The U.S. Supreme Court ruled Thursday by a 6-3 vote that more than 6 million Americans, including 1.3 million Floridians, can continue to receive subsidies under the Affordable Care Act to buy health insurance through the federally run exchange at HealthCare.gov.Looks like SCOTUS just saved the GOP from a massive amount of butt-hurt. Repealing the subsidies would have been a public relations nightmare.
Ruling in the case of King v. Burwell, the Supreme Court upheld the Obama administration’s interpretation of the health law that allows billions of dollars in health insurance subsidies — including an estimated $389 million a month for Florida residents — to be distributed in the 34 states where the federal government operates the insurance exchange because the state decided against it.
Writing for the majority, Chief Justice John Roberts acknowledged that the challengers' "arguments about the plain meaning . . . are strong."
But, he noted: "Congress passed the Affordable Care Act to improve health insurance markets, not to destroy them."
From the majority opinion: "In this instance, the context and structure of the Act compel us to depart from what would otherwise be the most natural reading of the pertinent statutory phrase."
The plaintiffs in King v. Burwell had challenged the government’s authority to provide those subsidies to individuals who buy health insurance on the federal exchange. They argued that a literal interpretation of the health law meant subsidies could only be given to consumers who bought plans on an insurance exchange established by a state.
Florida is one of 34 states that has not established an insurance exchange under the health law and instead relies on the federally-run marketplace at HealthCare.gov.
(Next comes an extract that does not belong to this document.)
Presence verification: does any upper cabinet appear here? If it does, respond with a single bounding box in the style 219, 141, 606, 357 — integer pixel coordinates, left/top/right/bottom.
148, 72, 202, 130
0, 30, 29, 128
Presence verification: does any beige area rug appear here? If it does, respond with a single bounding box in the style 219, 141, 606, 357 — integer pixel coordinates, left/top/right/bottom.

A few months ago, Ben Sasse, the junior Republican Senator from Nebraska, focused on the horrible actual and political consequences for his party should Republicans resist acting to restore the subsidies. Sasse pointed to “Chemotherapy turned off for perhaps 12,000 people, dialysis going dark for 10,000. The horror stories will be real.”Lastly, let me state the obvious. The reason that we are now 5 years out from the passage of the Patient Protection and Affordable Care Act and still have no counter proposal from the Republican Party is that Obamacare is their plan. It always has been. It's not a big government takeover of the health insurance industry. I wish it was. Instead it's the last best chance for the private health care market to survive. Instead of attacking it any further, they should be championing it and hoping that it survives. The only viable alternative is single payer.